Pour sortir du doute l'esprit cherche par une interrogation active à évoquer les diverses tendances en rapport avec la formule proposée pour constater leur force véritable et permanente et non leur puissance momentanée. Quel genre de réponses cette interrogation va-t-elle obtenir? Il ne faut pas se figurer que dès le début la réflexion va être complète et qu'elle va se servir des notions psychologiques les plus élevées. Par exemple, nous pensons volontiers que la réflexion va évoquer des souvenirs: "dans une circonstance semblable j'ai déjà fait ceci et j'ai échoué" et nous pensons que la réflexion va se servir de ce souvenir pour éviter un nouvel échec. En réalité cela n'est pas possible; les souvenirs dont nous avons vu la formation ne sont pas des tendances puissantes capables de donner des ordres. Ce sont justement des tendances à des récits, très séparées des circonstances dans lesquelles elles ont été formées et très isolées de l'action. M. Lévy Bruhl dans son livre sur l'intelligence primitive s'étonne que ses sauvages ne tiennent pas compte de l'expérience, c'est que tout justement ils n'ont pas encore la mentalité d'un Claude Bernard. L'expérience ne fait pas au début partie de la réflexion. La réflexion évoque-t-elle au moins des règles morales et des règles logiques? Oui, sans doute s'il s'agit de règles trans

formées en tendances à l'obéissance par un long usage social, s'il s'agit de rites traditionnels entourés de peurs et de respects. Mais non en aucune façon s'il s'agit de règles purement morales ou logiques qui demandent à être respectées pour elles-mêmes et qui ne sont pas transformées en tendances puissantes.
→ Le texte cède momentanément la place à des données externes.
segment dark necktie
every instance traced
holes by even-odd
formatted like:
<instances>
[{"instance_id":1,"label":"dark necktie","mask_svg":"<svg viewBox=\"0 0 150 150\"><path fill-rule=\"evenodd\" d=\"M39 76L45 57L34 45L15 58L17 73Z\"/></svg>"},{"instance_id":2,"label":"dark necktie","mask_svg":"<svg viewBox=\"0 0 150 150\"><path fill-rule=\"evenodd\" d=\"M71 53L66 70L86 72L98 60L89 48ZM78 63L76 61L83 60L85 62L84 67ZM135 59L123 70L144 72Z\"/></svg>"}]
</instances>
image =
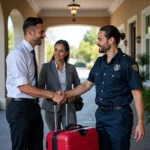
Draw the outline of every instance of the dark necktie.
<instances>
[{"instance_id":1,"label":"dark necktie","mask_svg":"<svg viewBox=\"0 0 150 150\"><path fill-rule=\"evenodd\" d=\"M33 54L33 62L34 62L34 68L35 68L35 86L38 87L38 71L37 71L37 62L36 62L36 57L35 57L35 50L32 50L31 53ZM37 98L37 102L39 102L39 98Z\"/></svg>"}]
</instances>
La réflexion primitive favorise seulement la lutte de nos tendances, mais elle les évoque toutes et leur permet de se présenter avec toute leur force latente. La lutte de ces tendances constitue la délibération quand elle doit aboutir à une volonté, elle constitue le raisonnement. quand elle doit aboutir à une croyance. M. E. Rignano de Milan a bien montré que le raisonnement est une sorte d'essai de l'action par l'imagination; cette observation s'applique également à la délibération dans laquelle les choses se passent exactement de la même manière. Après cette lutte, après ces essais en imagination intervient la décision qui affirme, qui transforme la formule en volonté ou en croyance. Cette dernière opération est analogue à l'impulsion qui caractérisait les tendances pithiatiques, mais elle est précédée et transformée par tout le travail précédent.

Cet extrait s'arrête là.